Manchmal ist es in der Literatur nicht so wie im Leben. Darüber denke ich nach, wenn ich an diesen traumhaft-schönen Herbstabenden ins Abendrot schaue. Im Leben, genauer in der Wetterkunde, gilt das Abendrot als ein Bote für Schönwetter. Bei Morgenrot jedoch droht Schlechtwetter. In der Literatur ist es genau umgekehrt. Seit der literarischen Romantik ist das Abendrot eine literarische Metapher für das Sterben und für den Tod.

Wie kommt Abendrot zustande? Zuerst die wissenschaftliche Erklärung: Bei niedrigem Sonnenstand ist der Weg des Sonnenlichts durch die Erdatmosphäre viel länger, dadurch wird ein grosser Teil der hochfrequenten Lichtanteile (blauen Sonnenteile) seitlich weggestreut. Übrig bleiben die langwelligen Lichtanteile (das Rotspektrum des Sonnenlichts), welche die Rotfärbung des Himmels bewirken.

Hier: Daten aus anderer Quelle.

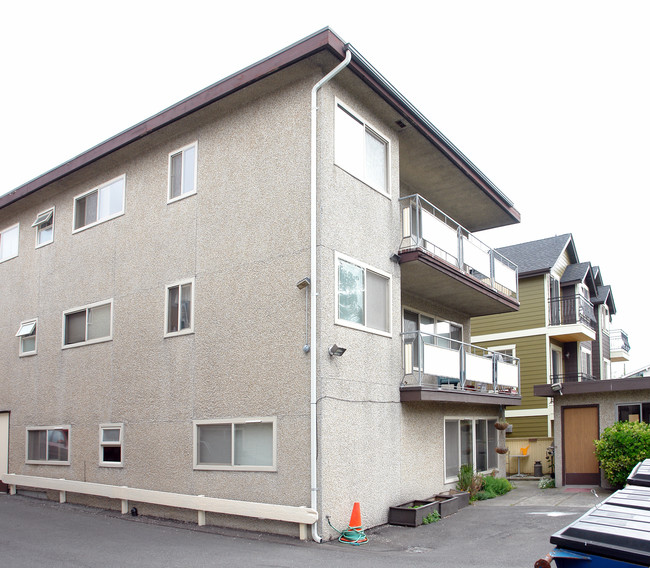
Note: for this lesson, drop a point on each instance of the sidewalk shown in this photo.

Das Abendrot gilt als Schönwetter-Bote, weil die Sonne die Wolken kurz nach Sonnenuntergang nur rötlich anstrahlen kann, wenn noch weiter westlich keine Wolken den Weg der Sonnenstrahlen blockieren.

In der Literatur steht das Abendrot für Sterben und Tod. Es ist die literarische Romantik um die Mitte des 19. Jahrhunderts, die aus dem Abendrot als Schönwetter-Bote ein todbringendes Abendrot gemacht hat. Vielleicht deshalb, weil die Romantik den schönen Momenten im Leben auch immer das Vergängliche angedichtet hat. Die Todessehnsucht zeigt sich dem Romantiker just dann, wenn alles so schön ist, so schön, wie ein rötlicher Abendhimmel.

Das Gedicht „Im Abendrot“ von Joseph von Eichendorff handelt von einem alten Paar, das dem Tod entgegengeht. Die Todessehnsucht des Paares spiegelt sich in der Ruhe und Harmonie des Gedichts wieder:

Wir sind durch Not und Freude / gegangen Hand in Hand, / vom Wandern ruhen wir beide / nun überm stillen Land. / Rings sich die Täler neigen, / es dunkelt schon die Luft. / Zwei Lerchen nur noch steigen / nachträumend in den Duft. / Tritt her und lass sie schwirren, / bald ist es Schlafenszeit./ Dass wir uns nicht verirren / in dieser Einsamkeit. / O weiter, stiller Friede! / So tief im Abendrot. / Wie sind wir wandermüde – / Ist dies etwa der Tod?

Die rhetorische Frage „Ist dies etwa der Tod?“ am Ende des Gedichts spiegelt die Ungewissheit des Paares über den Tod und über das, was danach sein soll. Somit hat das Gedicht ein offenes Ende. Obschon der Dichter das Abendrot zu einem Todesboten transformiert, gelingt es ihm, den Tod in einer ruhigen, harmonischen und tröstlichen Art zu beschreiben.